Değerli milletvekilleri, görüşmekte olduğumuz kanun teklifine geçmeden önce Parlamentonun çalışma usulleri hakkında kısaca bir bilgilendirme yapmayı görev olarak addediyorum. Malumunuz, Anayasa’nın 93'üncü maddesi, İç Tüzüğü'müzün 4'üncü ve 5'inci maddeleri Meclisin hangi tarih dilimi içerisinde çalışacağını net olarak düzenliyor. Anayasa'da yazan çalışma takviminin, İç Tüzük'le net olarak belirtilmiş olan bir sürecin -üzülerek ifade ediyorum ki- Parlamento tarafından dikkate alınmayışı ve 1 Ekimde başlayan çalışma takviminin 1 Temmuz itibarıyla sona ereceğini bilmemize rağmen, özellikle dokuz aylık çalışma takvimi içerisinde 21 kez toplantı yeter sayısı bulunamadığından Meclisin kapanmış olması, 22 kez aç-kapa çalışma kararı alınan gün sayısıyla toplamda 7 Genel Kurul çalışma haftası toplantı yeter sayısından, 7 Genel Kurul çalışma haftası ise aç-kapa nedeniyle gerçekleştirilememiş. Yani iktidar, Meclisi çalıştırmayı becerememiş arkadaşlar, işin özü bu. Dokuz ay boyunca La Fontaine'in "Ağustos Böceği ile Karınca Hikâyesi" gibi yatmış, yatmış, temmuz ayına gelince de arka arkaya kanun tekliflerini Parlamentonun gündemine taşımış. Arkadaşlar, önünüzü görmekten bu kadar aciz misiniz? Sadece haziran ve temmuz ayı içerisinde 6 tane kanun görüşüldü. 1 Ekimden bu yana; Sayın Başkanım, otuz sekiz hafta çalışma süremizin on dört haftası boş geçirilmiş. Planlama yok, yorgun bir iktidar, bir hafta sonrasında gündeme neyi getireceğini dahi hesaplayamayan bir durumla karşı karşıya. Gelen kanun tekliflerinin en az yüzde 70'i Anayasa Mahkemesinin Cumhurbaşkanlığı kararnamelerini iptali sonrasında yapılan yasal düzenlemelerden ibaret ve toplamda dokuz ay boyunca çıkardığımız kanun teklifi sadece 22; 6'sı son bir ayın içerisinde ve 4 tane de uluslararası sözleşme. E, arkadaşlar, aylarca yattınız, yattınız, milletin öncelikli gündem maddelerini Genel Kurula getirmediniz ve temmuzun sıcağında sadece bir kısım şirketlere vermiş olduğunuz taahhütlerin gereğini yerine getirmek adına Meclisin tansiyonunu yükselterek gece gündüz bir çalışma takvimini milletimizin huzuruna sunuyorsunuz. Yaptığınız gerçekten çok büyük bir yanlışlık, bunu özellikle ifade etmek istiyorum. Elbette ki Maden Kanunu'yla alakalı bir kısım çalışmalar...

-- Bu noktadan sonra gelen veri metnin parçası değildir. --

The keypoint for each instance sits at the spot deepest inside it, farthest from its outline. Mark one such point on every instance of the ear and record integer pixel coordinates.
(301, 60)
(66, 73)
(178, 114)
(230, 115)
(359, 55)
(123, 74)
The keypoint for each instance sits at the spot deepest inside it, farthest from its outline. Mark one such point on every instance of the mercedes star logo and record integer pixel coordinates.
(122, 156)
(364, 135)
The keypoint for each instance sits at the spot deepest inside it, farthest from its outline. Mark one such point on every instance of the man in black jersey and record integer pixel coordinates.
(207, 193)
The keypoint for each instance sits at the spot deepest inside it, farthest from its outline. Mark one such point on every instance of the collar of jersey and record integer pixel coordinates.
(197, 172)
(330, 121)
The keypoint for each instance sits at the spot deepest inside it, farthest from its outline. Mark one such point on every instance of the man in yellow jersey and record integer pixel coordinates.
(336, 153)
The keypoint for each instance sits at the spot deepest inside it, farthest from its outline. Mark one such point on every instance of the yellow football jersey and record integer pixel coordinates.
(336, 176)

HALUK İPEK (Amasya) - Meclis hep böyle çalışıyordu.

İDRİS ŞAHİN (Devamla) - Böyle olmadığını gayet iyi biliyorsunuz Sayın Başkan ama ayıbınızı örtmek için buradaki bir hatibe laf atmayı kendiniz için bir gerekçe görüyorsanız; onu da milletin takdirine, sizin vicdanınıza bırakıyorum.

Ancak şunu özellikle ifade edeyim: Elbette ki Maden Kanunu'nda bir kısım düzenlemeler, elbette ki milletimizin ihtiyaçlarını karşılıyor ancak 1'inci, 2'nci, 4'üncü, 11'inci ve 12'nci maddelerde açıkça Anayasa'ya aykırılıklar söz konusu. Dolayısıyla görüşmekte olduğumuz Maden Kanunu üzerinden bu kürsüde aslında bir gelecek tartışması yapıyoruz. Bu kanun sadece maden sahaları, maden arama ruhsatları, bu konuyla ilgili planlanan kurulu değil doğayla, insanla, inançla ve vicdanla ilişkili derin bir meseleyi gündeme getiriyor.

Zeytin sıradan bir tarım ürünü değildir; zeytin bir emektir, bir değerdir, bir kültürdür, bir medeniyettir, bir inançtır arkadaşlar. Peki, biz ne yapıyoruz? Maden şirketlerinin önünü açmak adına zeytinliklerin kesilmesini, taşınmasını, yerinden edilmesini tartışıyoruz. Üstelik bunu sadece kâğıt üzerinde mümkün olan zeytin ağacını başka bir yere taşıma iddiasıyla meşrulaştırmaya çalışıyoruz.

(Mikrofon otomatik cihaz tarafından kapatıldı)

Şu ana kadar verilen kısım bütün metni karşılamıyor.